In this study, statin loading before OPCAB significantly lowered the degree of myocardial ischemia as assessed by cardiac enzymes. Although these beneficial effects of statin loading on myocardial protection cannot be completely explained, this early protective effect of statins is unlikely to be the result of its effect on cholesterol. Instead, statins exert pleiotropic effects that may be initiated before its lipid-lowering effects [22]. Previous studies show the improvement of myocardial ischemia after OPCAB that we observed in this study. Protection from aggravation of myocardial ischemia may result from the pleiotropic effects of statins, such as the improvement of endothelial function, dilatation of coronary microvessels, anti-thrombotic effects, and anti-inflammatory action [23,24].

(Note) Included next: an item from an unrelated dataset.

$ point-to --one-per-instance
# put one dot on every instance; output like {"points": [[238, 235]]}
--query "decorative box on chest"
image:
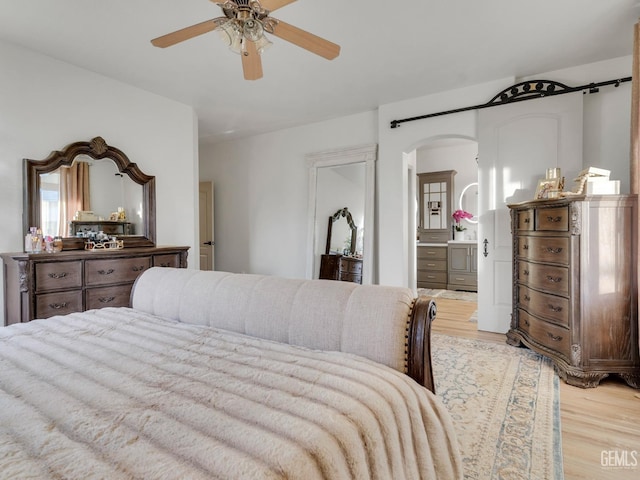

Our study had several limitations. First, two surgeons from a single center conducted the trial. Second, myocardial ischemia was only assessed by CK-MB and troponin T, which may have lower specificity in certain conditions, such as renal dysfunction. Third, sample size was relatively small with low clinical morbidity and mortality, and accordingly, a statistical difference may not have been detected. These factors should be addressed using larger cohorts in multicenter trials that evaluate the effects of statin loading before OPCAB surgery.
CONCLUSION
Our findings suggest that high-dose rosuvastatin loading before OPCAB surgery did not result in a significant reduction of 30-day MACEs. However, high-dose rosuvastatin reduced myocardial ischemia after OPCAB.
Footnotes
This work was supported by the Korea Research Foundation Grant, funded by the Korean Government (MOEHRD, Basic Research Promotion Fund) (KRF-2008-331-E00198).